Aug 16

Healthy Chinese Chicken Egg Fried Rice


    • 2 cups cooked long grain rice
    • 2 eggs
    • 1 cup chopped frozen vegetables, thawed
    • 1 chicken breast
    • 3 spring onions
    • 2 garlic cloves
    • 2 cm fresh root ginger
    • 2 tbsp vegetable oil
    • 2 tbsp light soy sauce
    • 1 tbsp dark soy sauce
    • 1 tbsp sesame oil
    • 1/2 tsp salt
    • 1/4 tsp black pepper
    • 1 tbsp chopped fresh parsley
    • 1/2 tbsp rice vinegar
    • 1 tsp sugar


    1. Heat up the wok or a pan, cut the chicken into small pieces and season with salt and pepeper.

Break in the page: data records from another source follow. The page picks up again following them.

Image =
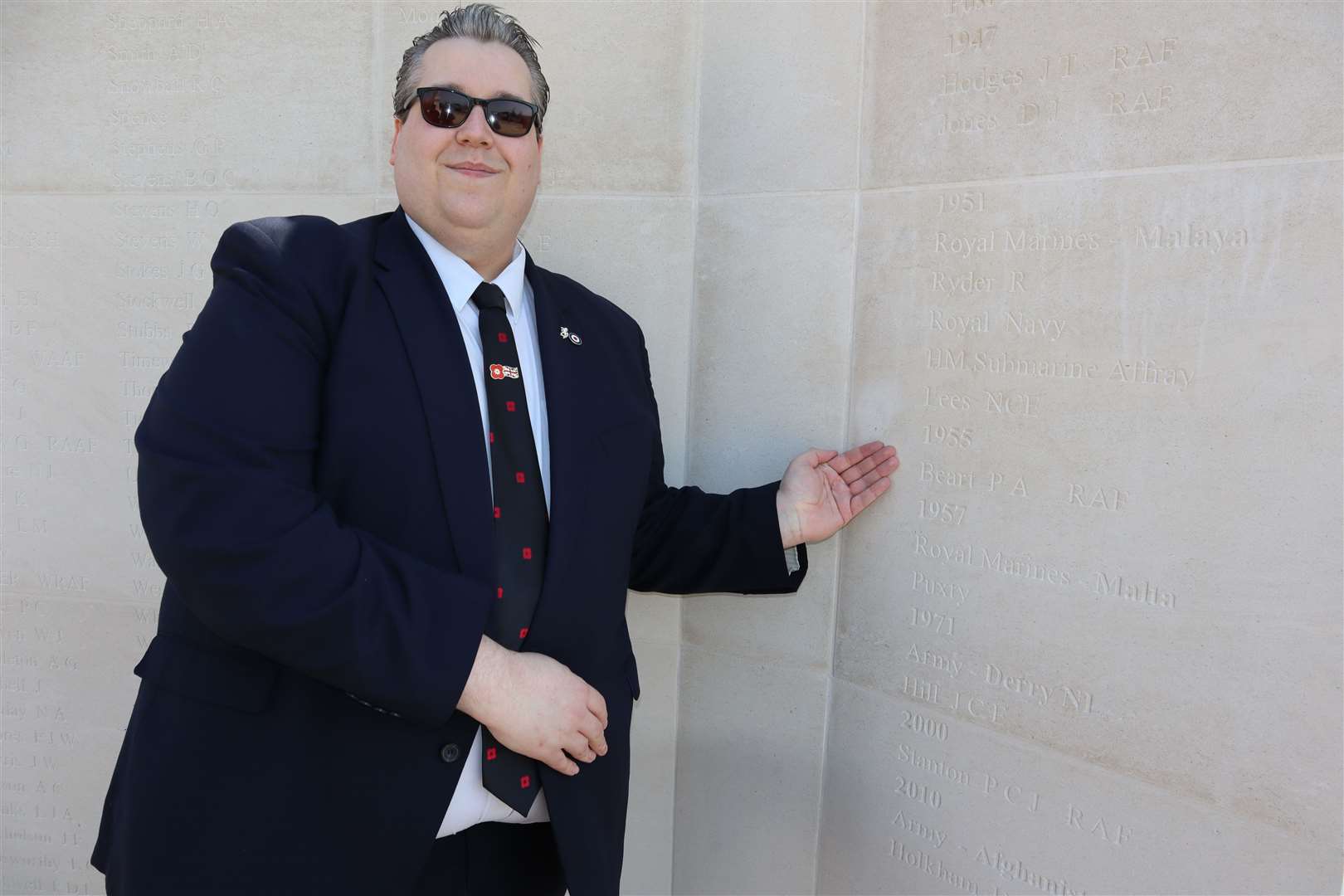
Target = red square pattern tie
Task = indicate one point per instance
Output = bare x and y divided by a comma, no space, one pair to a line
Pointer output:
520,529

Add one tablespoon of oil to the wok or pan, and stir fry on high heat until the chicken is cooked through and slightly browned.

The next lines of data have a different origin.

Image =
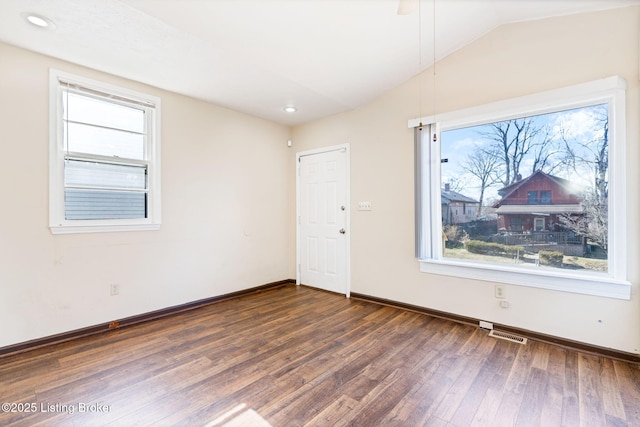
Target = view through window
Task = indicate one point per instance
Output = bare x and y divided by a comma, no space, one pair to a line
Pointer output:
531,191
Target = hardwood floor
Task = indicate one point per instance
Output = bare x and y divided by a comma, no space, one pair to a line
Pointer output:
295,356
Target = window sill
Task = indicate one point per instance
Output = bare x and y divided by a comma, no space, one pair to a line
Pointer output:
75,229
591,284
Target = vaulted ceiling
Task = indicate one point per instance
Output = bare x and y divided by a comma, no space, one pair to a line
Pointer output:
258,56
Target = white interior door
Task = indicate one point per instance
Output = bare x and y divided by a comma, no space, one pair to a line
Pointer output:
323,238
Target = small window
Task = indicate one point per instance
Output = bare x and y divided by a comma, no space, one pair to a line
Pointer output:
104,157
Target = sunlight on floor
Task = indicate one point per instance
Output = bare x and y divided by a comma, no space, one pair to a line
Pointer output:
239,416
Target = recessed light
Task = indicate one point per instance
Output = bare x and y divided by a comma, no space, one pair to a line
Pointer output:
39,21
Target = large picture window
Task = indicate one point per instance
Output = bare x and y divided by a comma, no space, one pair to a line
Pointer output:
104,157
541,175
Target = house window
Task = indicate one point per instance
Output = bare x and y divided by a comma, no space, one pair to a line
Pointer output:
104,154
510,156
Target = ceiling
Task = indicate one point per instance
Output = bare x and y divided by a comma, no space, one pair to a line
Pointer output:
257,56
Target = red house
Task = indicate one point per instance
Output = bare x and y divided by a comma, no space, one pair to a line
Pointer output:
533,204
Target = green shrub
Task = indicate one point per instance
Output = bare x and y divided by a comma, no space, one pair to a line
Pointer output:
553,258
489,248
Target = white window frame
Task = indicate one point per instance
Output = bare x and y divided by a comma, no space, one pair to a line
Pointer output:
613,283
58,80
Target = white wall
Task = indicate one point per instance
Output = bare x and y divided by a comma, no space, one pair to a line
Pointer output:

    2. Remove from the wok and set aside.
    3. Beat the eggs, add them to the pan and scramble them. They should be ready very quickly, 1-2 minutes maximum. Remove from the pan, and set aside.

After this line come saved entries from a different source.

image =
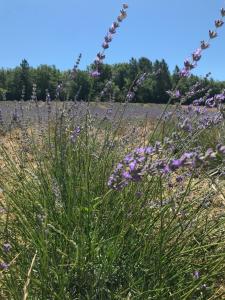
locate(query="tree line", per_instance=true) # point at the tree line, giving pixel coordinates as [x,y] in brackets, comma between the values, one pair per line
[113,84]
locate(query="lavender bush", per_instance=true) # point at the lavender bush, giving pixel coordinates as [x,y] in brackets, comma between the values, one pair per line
[104,207]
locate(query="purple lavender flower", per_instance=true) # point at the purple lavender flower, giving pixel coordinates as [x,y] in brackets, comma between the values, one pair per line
[220,149]
[210,102]
[184,73]
[204,45]
[130,96]
[175,164]
[219,23]
[108,38]
[95,74]
[197,54]
[6,247]
[112,29]
[222,12]
[4,266]
[212,34]
[75,134]
[196,275]
[105,45]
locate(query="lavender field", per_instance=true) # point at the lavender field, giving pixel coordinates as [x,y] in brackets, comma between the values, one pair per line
[114,199]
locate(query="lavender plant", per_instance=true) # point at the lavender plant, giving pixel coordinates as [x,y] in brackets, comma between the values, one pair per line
[97,208]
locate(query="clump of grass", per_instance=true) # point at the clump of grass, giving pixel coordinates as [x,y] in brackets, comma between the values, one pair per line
[90,242]
[67,234]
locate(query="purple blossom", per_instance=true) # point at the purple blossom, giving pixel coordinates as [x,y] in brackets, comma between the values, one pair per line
[175,164]
[75,134]
[222,12]
[212,34]
[95,74]
[197,54]
[204,45]
[196,275]
[4,266]
[184,73]
[6,247]
[105,45]
[219,23]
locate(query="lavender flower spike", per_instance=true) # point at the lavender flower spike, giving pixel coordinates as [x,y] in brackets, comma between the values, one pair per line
[219,23]
[212,34]
[222,12]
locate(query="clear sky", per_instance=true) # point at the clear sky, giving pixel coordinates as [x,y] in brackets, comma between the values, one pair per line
[55,32]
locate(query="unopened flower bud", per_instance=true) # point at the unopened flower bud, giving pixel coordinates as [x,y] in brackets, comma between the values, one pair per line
[212,34]
[222,12]
[204,45]
[219,23]
[105,45]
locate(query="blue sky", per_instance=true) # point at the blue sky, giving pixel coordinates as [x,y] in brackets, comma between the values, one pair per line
[55,32]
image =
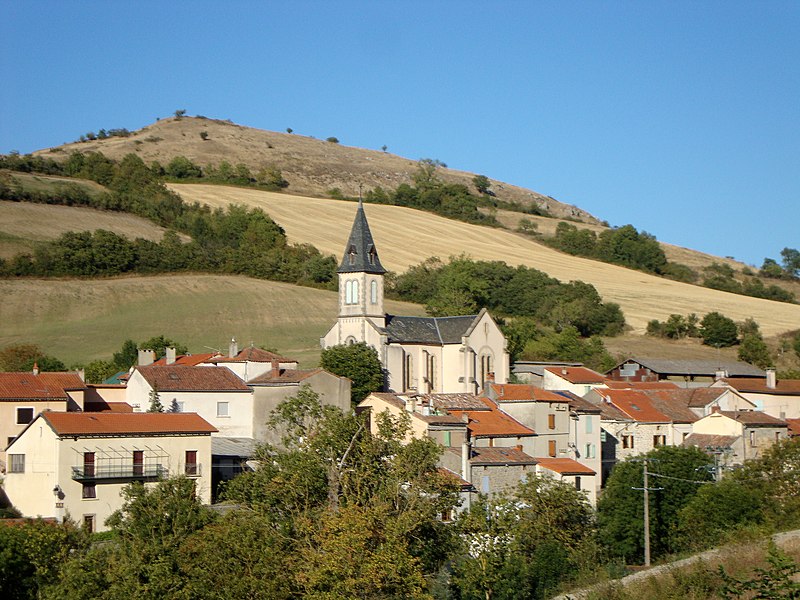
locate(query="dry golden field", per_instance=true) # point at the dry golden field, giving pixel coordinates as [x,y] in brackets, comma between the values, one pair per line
[23,223]
[82,320]
[406,237]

      4. Add more oil to the pan, then add the chopped spring onions, ginger and garlic, and stir fry for about 30 seconds or so. Add the cooked rice, vegetables, chicken and egg, and mix well.

      5. In a small bowl, combine the soy sauces, sesame oil, rice vinegar and sugar, and mix well, then add to the pan to the other ingredients.

      6. Garnish with fresh chopped parsley, and serve hot.